Unusual circumstances dooms qui tam on public disclosure grounds, Massachusetts court rules

by Ben Vernia | February 16th, 2012

On January 30, Judge Joseph L. Tauro of the District of Massachusetts granted the defendant’s public disclosure-based motion to dismiss in U.S. ex rel. Cunningham v. Millenium Labs. of Calif.. The relator alleged that the defendant, a medical testing laboratory, encouraged physicians to “unbundle” the tests for separate drugs it performed on test kits. The relator – who died after filing suit and whose estate was substituted – worked for a competitor of the defendant and filed his case days after the defendant sued the relator’s employer for defamation; in that case, the defendant described its billing practices.

Judge Tauro first noted that the parties differed over which public disclosure bar applied to the case – the 1986 amendment to the FCA, or the healthcare reform amendment. The relator filed his suit the year before the 2010 Patient Protection and Affordable Care Act, but amended it after the Act amended the public disclosure provision. Judge Tauro concluded, however, that the amended complaint could not save the case if the original one was jurisdictionally barred because its allegations were publicly disclosed, and so he analyzed it only under that version of the FCA.

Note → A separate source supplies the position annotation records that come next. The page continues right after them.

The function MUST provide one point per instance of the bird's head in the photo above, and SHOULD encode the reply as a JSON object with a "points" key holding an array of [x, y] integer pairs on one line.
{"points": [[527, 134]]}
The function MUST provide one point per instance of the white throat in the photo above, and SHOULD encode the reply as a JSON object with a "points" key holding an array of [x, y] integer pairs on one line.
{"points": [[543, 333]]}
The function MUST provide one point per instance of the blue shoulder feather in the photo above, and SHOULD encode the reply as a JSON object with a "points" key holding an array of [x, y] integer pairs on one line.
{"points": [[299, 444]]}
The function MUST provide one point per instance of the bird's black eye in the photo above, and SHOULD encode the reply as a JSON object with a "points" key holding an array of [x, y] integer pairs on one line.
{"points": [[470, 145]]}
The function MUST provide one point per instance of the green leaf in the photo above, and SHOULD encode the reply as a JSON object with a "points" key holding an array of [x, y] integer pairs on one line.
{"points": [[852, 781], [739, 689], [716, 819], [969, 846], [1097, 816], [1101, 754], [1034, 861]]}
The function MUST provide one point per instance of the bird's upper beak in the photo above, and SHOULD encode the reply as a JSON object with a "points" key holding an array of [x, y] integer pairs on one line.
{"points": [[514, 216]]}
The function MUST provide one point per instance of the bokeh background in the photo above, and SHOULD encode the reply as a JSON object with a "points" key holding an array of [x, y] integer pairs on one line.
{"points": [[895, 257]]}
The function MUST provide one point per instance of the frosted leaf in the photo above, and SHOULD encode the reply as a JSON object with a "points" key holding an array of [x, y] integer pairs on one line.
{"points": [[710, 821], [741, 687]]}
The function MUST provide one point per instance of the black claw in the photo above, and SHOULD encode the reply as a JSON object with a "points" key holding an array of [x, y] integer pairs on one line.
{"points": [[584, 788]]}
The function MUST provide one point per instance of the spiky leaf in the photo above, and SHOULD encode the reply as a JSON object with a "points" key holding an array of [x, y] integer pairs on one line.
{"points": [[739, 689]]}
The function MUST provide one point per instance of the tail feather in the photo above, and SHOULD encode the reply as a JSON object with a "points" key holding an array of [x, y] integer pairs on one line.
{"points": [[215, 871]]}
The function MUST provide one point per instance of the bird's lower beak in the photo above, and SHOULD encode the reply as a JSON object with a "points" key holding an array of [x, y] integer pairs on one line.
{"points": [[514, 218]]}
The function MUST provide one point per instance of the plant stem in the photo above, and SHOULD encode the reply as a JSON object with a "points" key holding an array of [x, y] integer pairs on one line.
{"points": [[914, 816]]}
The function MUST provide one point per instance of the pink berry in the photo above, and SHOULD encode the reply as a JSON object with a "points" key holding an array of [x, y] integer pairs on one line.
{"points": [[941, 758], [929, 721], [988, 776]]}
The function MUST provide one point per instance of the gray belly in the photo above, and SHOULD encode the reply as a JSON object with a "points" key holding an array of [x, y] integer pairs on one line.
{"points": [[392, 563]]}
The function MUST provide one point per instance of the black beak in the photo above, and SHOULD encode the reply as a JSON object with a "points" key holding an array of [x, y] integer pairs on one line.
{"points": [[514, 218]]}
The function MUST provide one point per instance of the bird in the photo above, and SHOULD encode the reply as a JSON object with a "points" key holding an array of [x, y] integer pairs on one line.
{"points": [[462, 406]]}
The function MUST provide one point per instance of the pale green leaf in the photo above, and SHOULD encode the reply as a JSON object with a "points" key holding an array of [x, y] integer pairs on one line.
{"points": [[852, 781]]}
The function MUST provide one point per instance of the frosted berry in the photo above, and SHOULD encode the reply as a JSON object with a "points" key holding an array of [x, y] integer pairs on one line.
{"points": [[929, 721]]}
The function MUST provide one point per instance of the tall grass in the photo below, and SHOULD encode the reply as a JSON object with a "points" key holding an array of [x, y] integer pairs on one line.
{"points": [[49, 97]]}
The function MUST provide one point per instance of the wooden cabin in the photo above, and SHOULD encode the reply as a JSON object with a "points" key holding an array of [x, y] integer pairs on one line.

Typically, he noted, cases disclosing allegations are brought against the defendant, and not by the defendant itself. Despite this unusual circumstance, however, he found that the prior action “undoubtedly” publicly disclosed the allegations. The state action fit within the definition of the means of public disclosure in the prior version of the FCA, he noted, and applying the interpretation of “based upon” as equivalent to “substantially similar,” he found that the relator’s case was substantially similar to what the defendant disclosed in its action against the relator’s employer.

Judge Tauro also declined to exercise supplemental jurisdiction over the relator’s state FCA causes of action, and dismissed the case.